KBS京都の「ウィークエンド指定席」での放送を鑑賞。
太陽の光を浴びると死んでしまう新人類“ノクス”と、私たちと同じ人類である“キュリオ”。ふたつの人間が存在する世界で、マジョリティーであるノクスが経済と文明を支配し、キュリオは山間の居住区に押し込められて、文化程度が退化した暮らしを送っていました。
そこから生まれる差別と偏見、貧富の差、優劣の意味、種族を越えた相互理解が、とても生々しく描かれていて、観る者に突き付けるような作品でした。現在社会の抱える問題の縮図だな、と。

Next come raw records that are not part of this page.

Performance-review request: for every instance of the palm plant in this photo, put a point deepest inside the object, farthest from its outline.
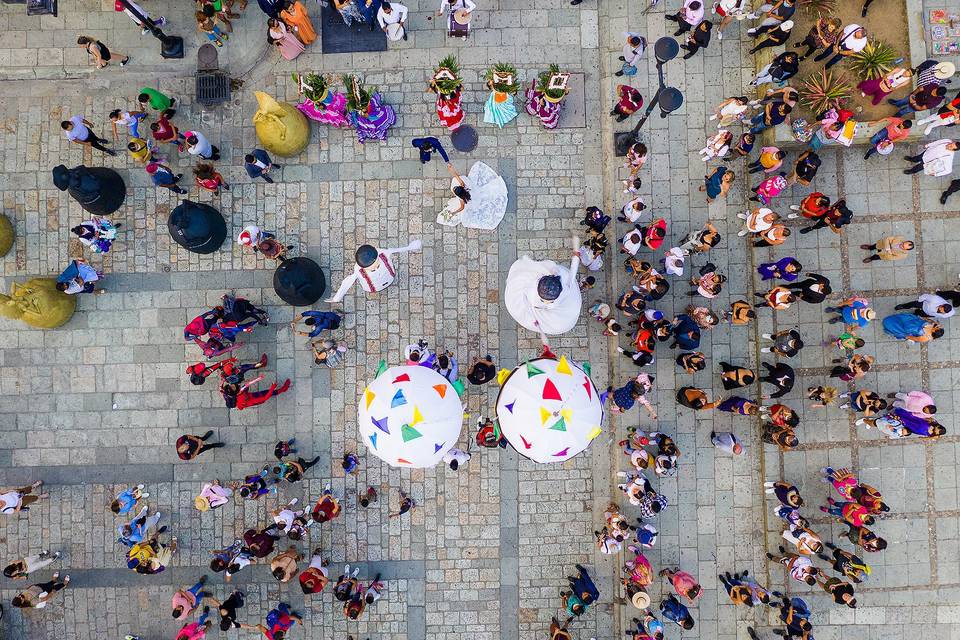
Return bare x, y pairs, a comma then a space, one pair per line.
358, 96
447, 86
503, 69
543, 83
819, 7
876, 58
314, 86
823, 90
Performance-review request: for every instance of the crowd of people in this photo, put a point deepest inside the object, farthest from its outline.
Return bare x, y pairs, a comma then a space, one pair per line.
899, 414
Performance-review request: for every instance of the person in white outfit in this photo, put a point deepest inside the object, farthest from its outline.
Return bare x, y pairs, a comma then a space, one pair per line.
374, 269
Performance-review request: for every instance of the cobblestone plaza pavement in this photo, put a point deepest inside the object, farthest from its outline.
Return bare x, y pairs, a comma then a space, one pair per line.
96, 405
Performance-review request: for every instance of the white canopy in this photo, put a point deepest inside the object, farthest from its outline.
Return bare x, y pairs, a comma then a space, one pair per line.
527, 308
410, 416
549, 409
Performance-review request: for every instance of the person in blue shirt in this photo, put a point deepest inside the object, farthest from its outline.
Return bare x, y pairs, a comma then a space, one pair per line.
427, 146
673, 609
258, 165
318, 321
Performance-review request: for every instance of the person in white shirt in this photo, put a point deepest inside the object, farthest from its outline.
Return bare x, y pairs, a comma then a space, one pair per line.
393, 13
455, 5
689, 16
936, 159
456, 458
19, 499
373, 269
198, 145
929, 305
77, 130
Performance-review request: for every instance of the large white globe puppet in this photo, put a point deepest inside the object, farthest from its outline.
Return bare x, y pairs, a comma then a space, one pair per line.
410, 416
549, 410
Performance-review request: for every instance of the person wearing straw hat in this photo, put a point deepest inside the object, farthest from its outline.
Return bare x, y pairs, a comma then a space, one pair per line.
458, 20
852, 40
774, 37
392, 18
374, 269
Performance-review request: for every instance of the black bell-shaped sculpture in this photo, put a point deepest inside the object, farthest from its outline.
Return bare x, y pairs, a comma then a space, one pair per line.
98, 190
197, 227
299, 281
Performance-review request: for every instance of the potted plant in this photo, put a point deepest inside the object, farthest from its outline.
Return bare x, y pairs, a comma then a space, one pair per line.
358, 96
876, 59
446, 80
823, 90
819, 8
502, 80
547, 86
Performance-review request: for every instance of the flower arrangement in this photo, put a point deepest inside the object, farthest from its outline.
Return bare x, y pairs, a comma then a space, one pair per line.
358, 96
824, 90
446, 80
876, 59
502, 78
314, 86
547, 85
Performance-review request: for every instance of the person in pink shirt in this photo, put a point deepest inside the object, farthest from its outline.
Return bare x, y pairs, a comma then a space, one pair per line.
683, 583
919, 403
195, 630
894, 130
186, 601
212, 496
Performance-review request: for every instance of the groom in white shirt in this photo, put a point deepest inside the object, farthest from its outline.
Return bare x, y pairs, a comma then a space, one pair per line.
392, 13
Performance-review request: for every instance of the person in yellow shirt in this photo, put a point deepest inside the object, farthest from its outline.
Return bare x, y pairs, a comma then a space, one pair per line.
888, 248
140, 150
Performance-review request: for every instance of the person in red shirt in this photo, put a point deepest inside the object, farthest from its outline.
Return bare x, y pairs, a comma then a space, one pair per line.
327, 507
165, 131
207, 178
896, 129
629, 103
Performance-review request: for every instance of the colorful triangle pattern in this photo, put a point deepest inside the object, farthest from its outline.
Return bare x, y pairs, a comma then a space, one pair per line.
409, 433
381, 423
550, 391
417, 416
544, 416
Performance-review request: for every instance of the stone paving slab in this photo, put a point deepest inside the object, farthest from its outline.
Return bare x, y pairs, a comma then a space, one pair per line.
485, 553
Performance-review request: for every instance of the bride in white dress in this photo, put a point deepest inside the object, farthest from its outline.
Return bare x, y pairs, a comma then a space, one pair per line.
479, 200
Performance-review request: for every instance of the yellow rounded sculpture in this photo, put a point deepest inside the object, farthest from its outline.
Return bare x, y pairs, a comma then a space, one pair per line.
38, 303
281, 128
7, 234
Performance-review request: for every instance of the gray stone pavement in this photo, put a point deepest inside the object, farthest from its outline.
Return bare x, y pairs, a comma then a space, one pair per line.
486, 552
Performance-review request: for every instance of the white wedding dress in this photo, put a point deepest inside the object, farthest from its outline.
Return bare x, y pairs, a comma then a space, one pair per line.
488, 200
529, 310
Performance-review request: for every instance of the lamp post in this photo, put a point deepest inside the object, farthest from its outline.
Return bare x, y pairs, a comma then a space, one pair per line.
668, 98
170, 46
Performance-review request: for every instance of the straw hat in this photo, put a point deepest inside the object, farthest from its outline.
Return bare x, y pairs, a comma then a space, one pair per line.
944, 71
640, 600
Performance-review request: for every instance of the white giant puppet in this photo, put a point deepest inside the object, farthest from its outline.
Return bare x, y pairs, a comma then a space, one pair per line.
374, 269
543, 296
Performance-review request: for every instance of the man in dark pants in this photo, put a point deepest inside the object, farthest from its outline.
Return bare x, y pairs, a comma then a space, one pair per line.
77, 130
258, 165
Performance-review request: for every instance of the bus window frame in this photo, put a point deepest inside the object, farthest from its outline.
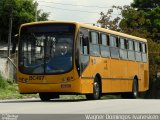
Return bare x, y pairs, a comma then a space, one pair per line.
114, 47
97, 43
107, 44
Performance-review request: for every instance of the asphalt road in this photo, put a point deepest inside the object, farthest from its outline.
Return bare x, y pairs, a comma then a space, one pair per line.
113, 106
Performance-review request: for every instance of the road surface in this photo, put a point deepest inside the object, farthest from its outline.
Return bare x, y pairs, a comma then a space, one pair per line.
126, 106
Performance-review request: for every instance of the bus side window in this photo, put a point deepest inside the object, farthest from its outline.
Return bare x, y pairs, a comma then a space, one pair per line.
138, 51
84, 43
114, 46
94, 43
123, 47
84, 49
131, 54
104, 46
144, 51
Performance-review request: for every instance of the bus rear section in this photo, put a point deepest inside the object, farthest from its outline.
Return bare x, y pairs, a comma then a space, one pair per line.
46, 59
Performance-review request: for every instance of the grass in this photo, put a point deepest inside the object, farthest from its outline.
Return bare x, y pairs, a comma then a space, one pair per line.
9, 90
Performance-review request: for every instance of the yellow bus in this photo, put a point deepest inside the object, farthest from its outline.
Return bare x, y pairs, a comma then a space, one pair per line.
61, 57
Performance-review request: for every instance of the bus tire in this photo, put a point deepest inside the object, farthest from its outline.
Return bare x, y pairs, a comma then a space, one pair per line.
134, 93
96, 90
47, 96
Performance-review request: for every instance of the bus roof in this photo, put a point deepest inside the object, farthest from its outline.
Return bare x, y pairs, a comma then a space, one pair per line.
90, 27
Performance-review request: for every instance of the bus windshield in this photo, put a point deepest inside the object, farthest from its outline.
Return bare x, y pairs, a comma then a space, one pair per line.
46, 48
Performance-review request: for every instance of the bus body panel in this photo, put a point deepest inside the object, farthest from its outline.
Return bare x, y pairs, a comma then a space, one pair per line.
116, 75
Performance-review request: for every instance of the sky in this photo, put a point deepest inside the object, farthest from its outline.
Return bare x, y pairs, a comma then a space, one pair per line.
86, 11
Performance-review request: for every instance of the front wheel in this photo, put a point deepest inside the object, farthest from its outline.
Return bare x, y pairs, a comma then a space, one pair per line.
96, 91
134, 93
47, 96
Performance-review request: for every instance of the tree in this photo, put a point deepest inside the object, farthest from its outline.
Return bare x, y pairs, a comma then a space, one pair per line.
107, 21
21, 11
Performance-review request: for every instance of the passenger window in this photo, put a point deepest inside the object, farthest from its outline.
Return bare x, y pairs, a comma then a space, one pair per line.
144, 51
104, 48
94, 37
123, 43
123, 47
138, 50
94, 46
104, 39
114, 41
130, 45
143, 47
84, 42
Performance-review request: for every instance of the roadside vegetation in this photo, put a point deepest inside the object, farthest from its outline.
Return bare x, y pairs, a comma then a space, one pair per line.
9, 90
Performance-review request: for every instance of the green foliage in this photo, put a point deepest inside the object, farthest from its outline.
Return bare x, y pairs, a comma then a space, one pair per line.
22, 11
3, 82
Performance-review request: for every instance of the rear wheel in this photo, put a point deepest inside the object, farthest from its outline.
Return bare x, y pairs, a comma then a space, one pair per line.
96, 91
47, 96
134, 93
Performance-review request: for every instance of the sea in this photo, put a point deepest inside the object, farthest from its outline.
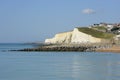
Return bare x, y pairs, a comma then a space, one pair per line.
16, 65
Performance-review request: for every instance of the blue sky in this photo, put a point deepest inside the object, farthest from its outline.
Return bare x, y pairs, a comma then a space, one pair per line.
36, 20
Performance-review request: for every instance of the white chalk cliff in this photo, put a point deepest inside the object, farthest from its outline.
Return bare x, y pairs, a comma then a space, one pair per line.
74, 36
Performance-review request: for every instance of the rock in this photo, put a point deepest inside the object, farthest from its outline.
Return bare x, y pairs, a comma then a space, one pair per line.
74, 36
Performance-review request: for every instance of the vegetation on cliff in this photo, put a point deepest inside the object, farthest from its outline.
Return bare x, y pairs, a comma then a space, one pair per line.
96, 33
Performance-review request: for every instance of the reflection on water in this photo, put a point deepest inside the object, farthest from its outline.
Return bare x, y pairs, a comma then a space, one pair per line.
59, 66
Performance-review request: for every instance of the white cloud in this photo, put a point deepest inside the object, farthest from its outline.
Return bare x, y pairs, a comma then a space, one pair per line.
88, 11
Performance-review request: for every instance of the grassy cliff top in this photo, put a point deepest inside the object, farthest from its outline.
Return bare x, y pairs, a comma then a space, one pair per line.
95, 33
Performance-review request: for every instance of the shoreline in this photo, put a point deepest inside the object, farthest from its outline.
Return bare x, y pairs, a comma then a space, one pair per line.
75, 47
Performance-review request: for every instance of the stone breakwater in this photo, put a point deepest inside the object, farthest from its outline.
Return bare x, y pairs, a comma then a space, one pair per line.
77, 48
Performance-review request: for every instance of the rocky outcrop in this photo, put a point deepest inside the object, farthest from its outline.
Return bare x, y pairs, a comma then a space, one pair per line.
74, 36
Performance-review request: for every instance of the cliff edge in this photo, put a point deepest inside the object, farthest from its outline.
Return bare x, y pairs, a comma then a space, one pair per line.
75, 36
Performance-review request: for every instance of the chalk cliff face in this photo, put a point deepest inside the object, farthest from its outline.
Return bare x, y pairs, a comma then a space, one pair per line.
74, 36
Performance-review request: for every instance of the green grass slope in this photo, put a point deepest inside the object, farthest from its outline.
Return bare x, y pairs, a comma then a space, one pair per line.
95, 33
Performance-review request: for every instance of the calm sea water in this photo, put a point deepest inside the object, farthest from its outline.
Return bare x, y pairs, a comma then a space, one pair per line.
57, 65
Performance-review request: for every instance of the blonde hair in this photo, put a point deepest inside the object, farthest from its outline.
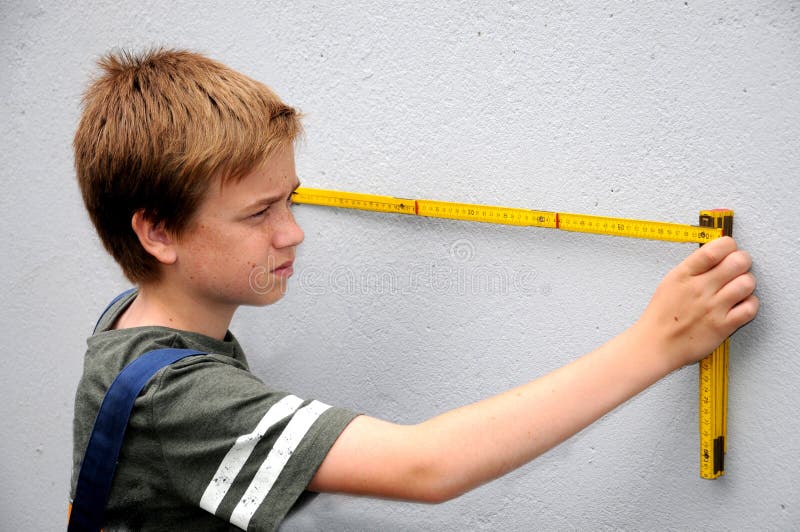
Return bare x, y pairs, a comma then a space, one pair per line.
156, 130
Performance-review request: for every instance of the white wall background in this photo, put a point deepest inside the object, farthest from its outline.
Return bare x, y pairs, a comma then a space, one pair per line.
636, 109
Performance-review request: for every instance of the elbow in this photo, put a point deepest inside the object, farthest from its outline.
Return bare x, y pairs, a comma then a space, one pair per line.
434, 479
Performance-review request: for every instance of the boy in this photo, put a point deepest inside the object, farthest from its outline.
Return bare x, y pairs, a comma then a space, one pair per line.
187, 171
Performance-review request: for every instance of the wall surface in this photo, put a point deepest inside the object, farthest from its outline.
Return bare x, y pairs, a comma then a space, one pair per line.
649, 110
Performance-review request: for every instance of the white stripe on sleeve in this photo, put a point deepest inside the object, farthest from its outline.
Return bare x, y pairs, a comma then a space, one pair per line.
272, 466
241, 450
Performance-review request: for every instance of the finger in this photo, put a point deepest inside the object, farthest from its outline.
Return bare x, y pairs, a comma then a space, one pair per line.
731, 267
709, 255
744, 312
737, 290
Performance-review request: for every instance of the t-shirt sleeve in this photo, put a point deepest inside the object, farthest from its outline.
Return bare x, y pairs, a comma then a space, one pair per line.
235, 448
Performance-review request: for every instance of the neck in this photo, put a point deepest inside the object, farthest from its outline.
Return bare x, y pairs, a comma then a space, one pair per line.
157, 304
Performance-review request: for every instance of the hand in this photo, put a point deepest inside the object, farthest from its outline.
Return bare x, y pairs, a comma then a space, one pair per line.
701, 302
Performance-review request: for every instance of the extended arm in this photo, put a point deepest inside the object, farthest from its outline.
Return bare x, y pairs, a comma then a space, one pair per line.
698, 304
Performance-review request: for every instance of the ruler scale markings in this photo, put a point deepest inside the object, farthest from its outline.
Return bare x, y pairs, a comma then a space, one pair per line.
583, 223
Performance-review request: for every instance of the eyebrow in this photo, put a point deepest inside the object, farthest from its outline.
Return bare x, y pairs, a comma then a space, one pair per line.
270, 199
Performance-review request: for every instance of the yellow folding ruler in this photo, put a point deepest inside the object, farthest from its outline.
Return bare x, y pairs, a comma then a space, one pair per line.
713, 224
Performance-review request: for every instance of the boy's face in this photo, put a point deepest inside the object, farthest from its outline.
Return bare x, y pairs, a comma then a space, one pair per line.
241, 243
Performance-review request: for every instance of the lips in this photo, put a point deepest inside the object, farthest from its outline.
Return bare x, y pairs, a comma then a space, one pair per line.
284, 270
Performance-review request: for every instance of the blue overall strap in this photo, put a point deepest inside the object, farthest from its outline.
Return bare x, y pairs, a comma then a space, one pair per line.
100, 460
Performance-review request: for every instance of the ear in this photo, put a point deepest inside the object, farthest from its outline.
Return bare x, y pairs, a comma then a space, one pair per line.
154, 238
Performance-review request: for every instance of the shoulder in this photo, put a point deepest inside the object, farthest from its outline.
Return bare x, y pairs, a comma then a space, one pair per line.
242, 450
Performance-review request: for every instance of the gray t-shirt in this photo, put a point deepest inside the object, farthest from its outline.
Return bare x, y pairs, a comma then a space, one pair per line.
208, 446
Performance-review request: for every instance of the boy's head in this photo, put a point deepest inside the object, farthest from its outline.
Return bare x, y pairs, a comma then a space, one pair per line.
157, 129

SFですが、日本映画らしい、何かのガジェットが出て来るわけでも無く、ただただ重苦しい近未来設定のみで引っ張るディストピア物。
映画を観ているというよりも、舞台を観劇しているような感覚でした。俳優たちの演技も若干過剰だな、と。原作が舞台劇だと知って納得です。
山間の村、境界のゲート、ノクスの住む街、という3つのシチュエーションのみで進行して行くのも、舞台っぽいなぁと思いました。
多用される長回し、全体を俯瞰し続けるような画面づくりが特徴的な作品だな、と感じました。これもやっぱり舞台っぽいなぁ…。では、映画にした意味は? …という疑問が頭をもたげました…。
鉄彦、結、森繁のトライアングルが織り成すドラマが絶妙だな、と。
ノクスというよりも、“文明”に対する憧れが強い鉄彦。自分たちだけの力で、世界を変えることができると信じる結。ノクスでありながら、どこかしら虚無感を抱いている森繁。
どう生きていけばいいのかを探りながら、現状を打破したいという強い想いを持っていて、それぞれに感情移入できるところがありました。
彼らの関係が波乱をもたらし、一筋縄では行かない問題が浮き彫りにされ、壮絶さを伴いながらも、希望あるフィナーレへと突き進む様に引き込まれました。